2. Improvement of STI Systems: Promote the development of improved STI systems through the productive interrelationship of content and technology.
3. STI Understanding: Promote better understanding of STI and STI management.

=== Principals and Alternates ===
CENDI is made up of senior federal STI managers and each organization appoints a Principal representative. This person is the point of contact for that organization within CENDI. Each Principal has an Alternate. The Principals and Alternates comprise the main group that meets on a regular basis, usually every other month.

=== Secretariat ===
A Tennessee-based information management company, -- Information International Associates, Inc., currently serves as the CENDI Secretariat. The Secretariat provides day-to-day operations to CENDI. The Secretariat prepares the necessary materials for the Principals' meetings, provides support for the working group and task group meetings, assists in developing papers, and maintains the CENDI files and outreach tools.

=== Task Groups and Working Groups ===
The chair(s) of a working group is appointed by the Principals and has the overall responsibility for the group's activities. The Secretariat provides support at the request of the Working Group chair(s).

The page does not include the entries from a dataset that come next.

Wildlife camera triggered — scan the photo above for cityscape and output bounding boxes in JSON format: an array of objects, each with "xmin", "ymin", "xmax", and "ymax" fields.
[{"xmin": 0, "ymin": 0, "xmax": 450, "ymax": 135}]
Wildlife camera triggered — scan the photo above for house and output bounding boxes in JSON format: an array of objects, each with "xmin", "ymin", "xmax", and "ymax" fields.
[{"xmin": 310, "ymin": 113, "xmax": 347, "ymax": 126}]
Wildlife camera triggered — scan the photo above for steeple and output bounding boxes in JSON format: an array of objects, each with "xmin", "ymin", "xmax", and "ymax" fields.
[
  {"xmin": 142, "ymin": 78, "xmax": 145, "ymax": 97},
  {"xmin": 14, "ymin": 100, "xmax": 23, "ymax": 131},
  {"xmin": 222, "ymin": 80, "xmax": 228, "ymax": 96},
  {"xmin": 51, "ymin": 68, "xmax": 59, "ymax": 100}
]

The Working Groups and Task Groups that are currently operating are:

1. Copyright and Intellectual Property Working Group
2. Distribution Markings Task Group
3. Digital Preservation Task Group
4. Digitization Specifications Task Group
5. Image Metadata Task Group
6. Science.gov (see below)
7. STI Policy Working Group
8. Terminology Resources Task Group

=== Science.gov and Worldwidescience.org ===
In 2001, in response to the April 2001 workshop on "Strengthening the Public Information Infrastructure for Science", and taking into consideration a request from Firstgov (now USA.gov) to develop specialized topical portals, CENDI formed an alliance to develop an interagency website for access to STI. This website, called Science.gov, is a one-stop source of STI, including both selected, authoritative government websites and deep Web databases of technical reports, journal articles, conference proceedings, and other published materials. Through the volunteer efforts of members and involving over 100 staff, content and architecture is developed for the site. The Science.gov website is hosted by the Department of Energy (DOE) Office of Scientific and Technical Information (OSTI). The site was formally launched in December 2002. As a result of the success of Science.gov, under DOE leadership and in cooperation with the International Council of Scientific and Technical Information, a worldwide coordination across national portals called WorldWideScience was launched in 2008.

=== Work with non-member organizations ===
CENDI works with several cooperating non-member organizations on a regular basis. These agencies are in academia, federal government, legal and policy analysis, international, non-governmental, and private organizations.